DEMOCRATIC South Africa is about to navigate through its biggest jobs bloodbath in 17 years with the Treasury saying the effects of the global financial crisis will be worse than previously anticipated.

DEMOCRATIC South Africa is about to navigate through its biggest jobs bloodbath in 17 years with the Treasury saying the effects of the global financial crisis will be worse than previously anticipated.

Treasury director-general Lesetja Kganyago not only confirmed the country was in a recession but also told a media briefing at the Union Buildings in Pretoria yesterday that the financial storm that former finance minister Trevor Manuel warned South Africans about had arrived and is "more ferocious than the National Treasury predicted".

Treasury was responding to the GDP data for the first three months of 2009 by Statistics SA, which showed the country's GDP for the first quarter of 2009 decreased by 6,4percent compared to the fourth quarter of 2008.

Kganyago said though the government announced a stimulus of R787billion in infrastructure investment in February, the manufacturing sector would continue to shed jobs while industries that depend on exports could remain in the doldrums even when the economy started to recover in the last two quarters of the year.

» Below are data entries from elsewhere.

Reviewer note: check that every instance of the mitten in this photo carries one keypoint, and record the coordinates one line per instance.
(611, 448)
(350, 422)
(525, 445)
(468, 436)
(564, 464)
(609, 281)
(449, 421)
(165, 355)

"As a country we had taken decisions earlier that cushioned the South African economy from the global financial slowdown. But the storm is more ferocious than we initially thought."

Kganyago said not only was the economy not expected to create jobs, people who previously had jobs were already losing jobs and more will do so. This meant the situation in which between 200000 and 300000 jobs were recorded lost during this year's first quarter would also worsen.

"If you do not have a job, then there is nothing for you to save. So the impact of the recession is that it slows down the pace of job creation and it also suggests that there are people who previously had jobs but no longer have them now," said Kganyago.